I think there's a common, unstated assumption in tech circles that removing "friction" and making things "easier" is always good. It's false.

Also, a lot of what you said feels like a post-hoc rationalization for applying this particular technology as a solution to a particular problem, which is a big problem with discourse around "AI" (just like it was with blockchain). That stuff is just in the air.

> ...and/or being told off by StackOverflow people that's a homework question.

IMHO, that's the one legitimately demotivating thing on your list.

In my experience it never actually fixes the problem. It either gives you a random change back, or gives you the same solution.
Same could be said of wrong stack overflow answers or random google results. Clearly they’ll become critical of the results if the code simply doesn’t compile, same as our generation sharpened our skills by filtering bad from good from google results
If this increases iteration speed for beginner devs and they learn about code quality post it goes into the real world, it’s not a bad bargain to strike imo.

I think we all partly learnt about code quality by having our code break things in the real world.

I've been saying from the start that this is not a tool for beginners and learners. My students use it constantly and I keep telling them when they go to chat GPT for answers, it's like they are going to a senior for help -- they know a lot but they are often wrong in subtle and important ways.

That's why classes are taught by professors and not undergrads. Professors are at least supposed to know what they don't know.

When students think of ChatGPT as their drunk frat bro they see doing keg stands at the Friday basement party rather than as an expert they use it differently.

The same is true of things like code generators and scaffolds.
I think the key difference is these are not promising a solution, just a foundation.
From the article:

> What's especially troubling is that many human programmers seem to prefer the ChatGPT answers. The Purdue researchers polled 12 programmers — admittedly a small sample size — and found they preferred ChatGPT at a rate of 35 percent and didn't catch AI-generated mistakes at 39 percent.

you're giving your fellow programmers way too much credit. most people will never bother doing that.
Absolutely, it's especially useful when it suggests which libraries to use if you're not familiar with the ecosystem. Or writing boilerplate for popular frameworks, step by step. It can, to a degree, repair errors if you paste it the output.
Might not be a good idea for people not security aware: https://vulcan.io/blog/ai-hallucinations-package-risk/#h2_4
Every time I’ve tried it it’s sent me to completely the wrong ball park and after a while whacking it’s solution I end up completely dumping it and doing it myself.
Exactly! Just because part of the answer isn't right, doesn't mean the entire answer is useless. It's much faster than only doing a Google search when working out the solution to a problem.
Sometimes you are going to loose a lot of time trying to make a ChatGPT solution work when Google would have provided right away the right answer... Just yesterday I asked ChatGPT for an AWS IAM policy. ChatGPT-4o provided an answer that looked ok but was just wrong, tried to make it work without success. Just Googled it and the first result provided me the right answer.
I prefer Phind for this type of question since you can see search results that it's likely drawing answers from.

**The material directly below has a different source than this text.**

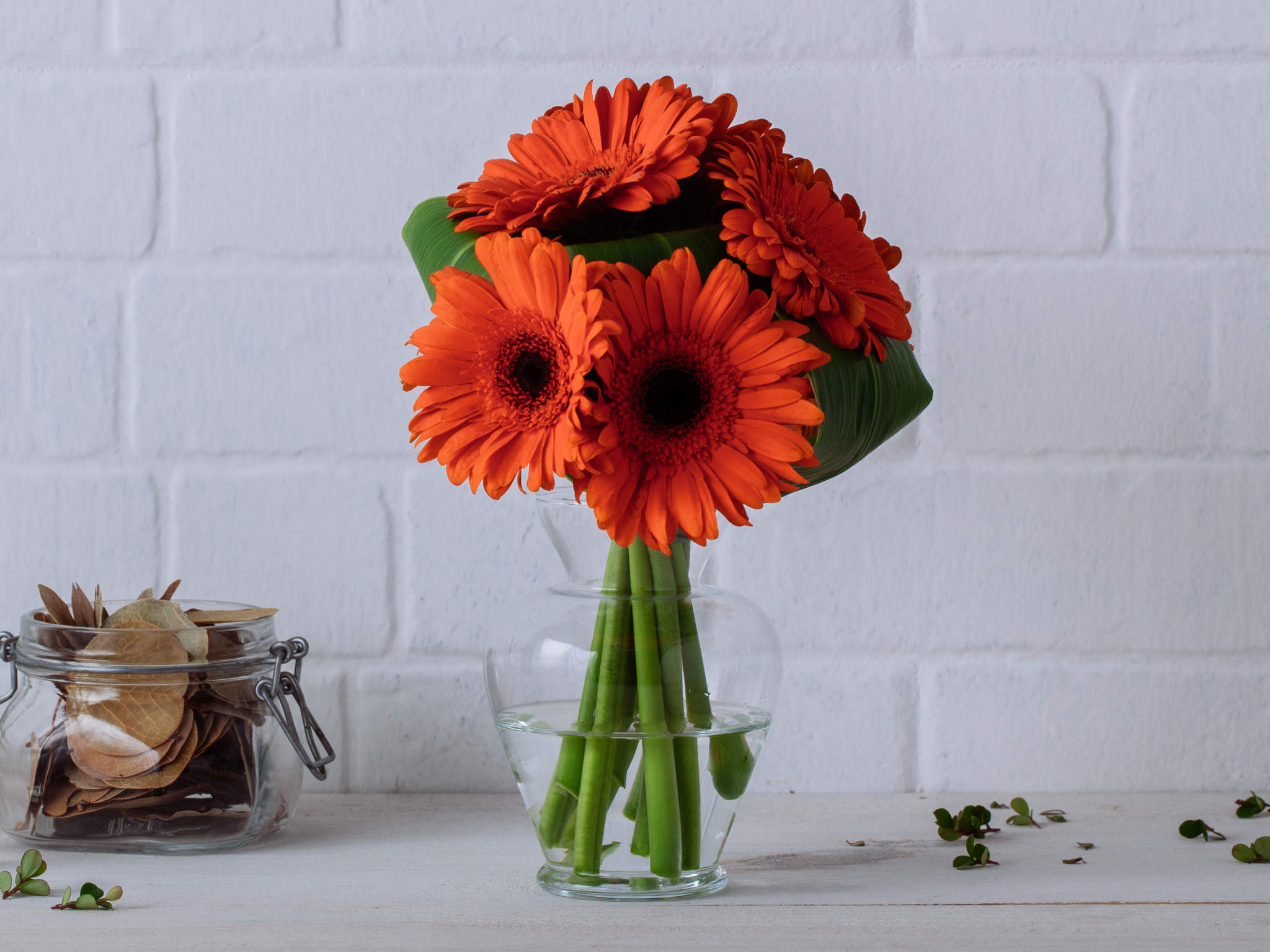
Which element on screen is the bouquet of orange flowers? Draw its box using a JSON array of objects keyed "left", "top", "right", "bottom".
[{"left": 401, "top": 77, "right": 931, "bottom": 893}]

But ChatGPT is often a huge time saver if you know exactly what you want to do and just let it fill in the how. I have these 3 jsonl files and I want to use jq to do blah blah and then convert them to csv

This is how we've all adapted to use these tools, but it's not what was originally pitched.
This. For inexperienced developers, I advise thus; don't consume answers you don't understand. If you can't read it, interrogate it, and find a question at your own level. When you accept its emission, you're taking responsibility for it, and beyond a certain low level, it can't do your thinking for you.
I agree this is the correct way to use it, and it is incredibly useful in that case, but I think a study like this is valuable in the face of all the hype/fud about how AI Agents can program entire complex applications with just a few prompts and/or will replace software engineers shortly.